The national delinquency rate has fallen below 4.0 percent for the first time since COVID-19 started messing up the world. Black Knight, in its "first look" at September's mortgage performance data, says the rate in September, 3.91 percent, represents a reduction of more than 41 percent from September of 2020 and is 2.25 percent below the August level. Delinquencies have moved lower in 14 of the last 17 months.

There were 2.068 million loans that were 30 or more days past due in September, not including loans in foreclosure. This is down 54,000 from the prior month and 1.474 million fewer past due loans than the prior September.

Black Knight says there would have been fewer delinquencies in September if not for Hurricane Ida which hit Louisiana especially hard. There was an increase of 7,800 past due mortgages in those areas with a FEMA-declared disaster and 11,000 in the state overall.
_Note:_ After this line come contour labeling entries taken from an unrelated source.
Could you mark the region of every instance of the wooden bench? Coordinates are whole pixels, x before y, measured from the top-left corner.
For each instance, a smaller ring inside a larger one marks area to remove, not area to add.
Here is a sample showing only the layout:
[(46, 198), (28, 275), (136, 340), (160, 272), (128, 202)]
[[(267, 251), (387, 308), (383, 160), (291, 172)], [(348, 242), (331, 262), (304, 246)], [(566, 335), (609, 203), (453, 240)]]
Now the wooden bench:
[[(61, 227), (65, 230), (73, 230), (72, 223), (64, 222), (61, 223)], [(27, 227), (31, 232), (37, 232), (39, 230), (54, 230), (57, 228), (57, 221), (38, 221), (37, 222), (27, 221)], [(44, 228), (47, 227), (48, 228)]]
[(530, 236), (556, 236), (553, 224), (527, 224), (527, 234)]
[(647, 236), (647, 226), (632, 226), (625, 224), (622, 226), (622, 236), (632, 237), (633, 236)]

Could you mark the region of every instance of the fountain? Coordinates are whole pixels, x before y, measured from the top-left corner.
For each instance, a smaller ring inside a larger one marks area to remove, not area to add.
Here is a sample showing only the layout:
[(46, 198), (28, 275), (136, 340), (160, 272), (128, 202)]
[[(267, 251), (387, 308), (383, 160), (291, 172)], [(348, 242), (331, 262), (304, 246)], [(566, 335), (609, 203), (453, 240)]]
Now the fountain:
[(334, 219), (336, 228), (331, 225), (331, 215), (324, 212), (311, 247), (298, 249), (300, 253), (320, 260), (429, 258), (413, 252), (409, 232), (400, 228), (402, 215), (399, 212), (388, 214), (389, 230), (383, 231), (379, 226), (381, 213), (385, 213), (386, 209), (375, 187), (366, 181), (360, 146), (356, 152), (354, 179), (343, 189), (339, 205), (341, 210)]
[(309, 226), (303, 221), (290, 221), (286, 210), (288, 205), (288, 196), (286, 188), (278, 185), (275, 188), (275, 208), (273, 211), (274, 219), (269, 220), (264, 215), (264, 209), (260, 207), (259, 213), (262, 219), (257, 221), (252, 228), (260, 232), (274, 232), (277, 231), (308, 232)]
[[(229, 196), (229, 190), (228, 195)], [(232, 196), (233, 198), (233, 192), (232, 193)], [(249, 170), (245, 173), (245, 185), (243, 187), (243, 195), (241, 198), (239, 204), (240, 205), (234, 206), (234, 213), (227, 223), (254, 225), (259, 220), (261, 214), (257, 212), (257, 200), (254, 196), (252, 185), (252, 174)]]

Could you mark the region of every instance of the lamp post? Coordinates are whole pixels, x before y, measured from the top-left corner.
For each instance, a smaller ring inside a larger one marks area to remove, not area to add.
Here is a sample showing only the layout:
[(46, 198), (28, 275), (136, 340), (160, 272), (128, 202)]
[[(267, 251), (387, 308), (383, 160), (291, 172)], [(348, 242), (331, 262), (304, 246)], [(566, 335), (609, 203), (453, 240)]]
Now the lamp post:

Serious delinquencies, loans 90 or more days past due but not in foreclosure, dropped by 106,000 in a single month to 1.233 million. This is 1.09 million fewer serious delinquencies than a year earlier. The number of loans in foreclosure also fell. The 135,000 loan foreclosure inventory is 7,000 loans lower than in August and is down 46,000 year-over-year.

The company points out that foreclosure starts fell sharply during the month. The federal foreclosure moratorium put in place in response to the pandemic expired on July 31 and starts spiked in August. However, the 3,900 starts in September was down 45 percent and was 13.3 percent lower year-over-year. It is the third lowest number of starts on record.

Louisiana posted the highest rate of non-current mortgages during the month at 8.98 percent. Mississippi followed at 7.65 percent followed by West Virginia, Oklahoma, and Alabama, all with rates between 5.5 and 5.8 percent.

Black Knight also reports that there was a typical mid-month lull in the ongoing decline of loans in forbearance. The number of active plans fell by 7,300 during the week ended October 19, just a 0.6 percent reduction in the total.

The number of FHA and VA loans declined by 10,500 and a net of 2,800 GSE (Fannie Mae and Freddie Mac) loans exited from the program. The number of portfolio and private label securities increased by 6,000. As of October 19, 1.24 million borrowers remain in plans, representing 2.3 percent of all active mortgages, including 1.3 percent of GSE, 3.9 percent of FHA/VA and 3.0 percent of portfolio held and privately securitized loans.

The company notes that nearly 400,000 mortgage holders exited forbearance plans in just the first two weeks of October and, of the 1.2 million homeowners who are 90 or more days past due many are still in active plans. It will be essential to track foreclosure metrics closely in the coming months.